The speaker is a pathologist. Which means that he is used to working with dead people ect. Which adds valuable knowledge, but you have to remember he is talking to a room full of people who either have hydrocephalus themselves, or has a loved one who does. I swear my mouth dropped open when he talked about animal testing and autopsy findings.
I`m going to review my notes and put them into my other, learning blog.
HERE - I want to get this part out before actually adding the information (with pictures) so hopefully it will be up by the time you visit.
The second speaker was Dr Ruth Donnelly who talked about her research done with 100 kids who have hydrocephalus secondary to a number of different reasons.
How Smart Are Kids With Hydrocephalus?
Is this a reasonable question?
Is there a reasonable answer to this question?
Not only did she start by saying who did we think was smarter. But she ended the presentation saying that no matter what different tests say, they do not label our kids.
It`s very nice to hear from a medical professional. I know sometimes we feel that they just don`t understand, and that we are fighting a battle to get our kids to seen as just kids, who also have ...
I`m going to review what she talked about as well HERE
Other parts of the General Meeting we got to meet 2 puppets with spina bifida!

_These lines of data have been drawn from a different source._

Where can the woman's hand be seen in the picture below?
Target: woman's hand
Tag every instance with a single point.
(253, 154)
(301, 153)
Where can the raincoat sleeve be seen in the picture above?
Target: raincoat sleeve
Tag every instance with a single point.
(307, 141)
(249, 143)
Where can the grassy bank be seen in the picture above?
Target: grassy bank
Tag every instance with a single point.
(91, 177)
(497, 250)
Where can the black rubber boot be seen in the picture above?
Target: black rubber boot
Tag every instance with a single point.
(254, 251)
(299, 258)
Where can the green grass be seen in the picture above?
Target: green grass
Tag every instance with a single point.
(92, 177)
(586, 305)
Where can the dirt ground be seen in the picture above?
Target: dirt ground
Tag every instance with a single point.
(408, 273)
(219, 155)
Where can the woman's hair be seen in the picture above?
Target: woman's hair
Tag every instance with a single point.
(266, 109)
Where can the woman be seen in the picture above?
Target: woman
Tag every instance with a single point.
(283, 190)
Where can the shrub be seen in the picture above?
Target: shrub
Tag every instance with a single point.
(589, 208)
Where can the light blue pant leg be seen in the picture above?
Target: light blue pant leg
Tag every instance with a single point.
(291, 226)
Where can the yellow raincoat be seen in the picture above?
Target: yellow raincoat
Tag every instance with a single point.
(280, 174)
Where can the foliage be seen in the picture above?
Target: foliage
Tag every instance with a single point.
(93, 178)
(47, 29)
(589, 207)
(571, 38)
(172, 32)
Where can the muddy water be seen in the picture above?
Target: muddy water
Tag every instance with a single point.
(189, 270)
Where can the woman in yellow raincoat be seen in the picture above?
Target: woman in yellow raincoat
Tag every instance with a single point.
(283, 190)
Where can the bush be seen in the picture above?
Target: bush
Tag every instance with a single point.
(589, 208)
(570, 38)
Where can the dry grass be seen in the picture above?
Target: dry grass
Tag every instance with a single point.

Teaching Awareness through Puppetry
They go to schools and talk about what it`s like (for the puppet) to have spina bifida, and give an opportunity for questions.
They start at Grade 1.
Another great part of the general meeting was the opportunity to meet other people. I sat at a table with 4 other mothers. 2 of whom I know, but the other 2 I've only met online. It was nice to sit with mothers and eat and chat. They are also 'ahead of the game' with older children.
We are hoping to all meet at a Support Meeting for Hydrocephalus in about a month - our second meeting for our newly formed group with help from SB&H.
I enjoyed the General Meeting, and will definitely mark it on my calender for next year as well.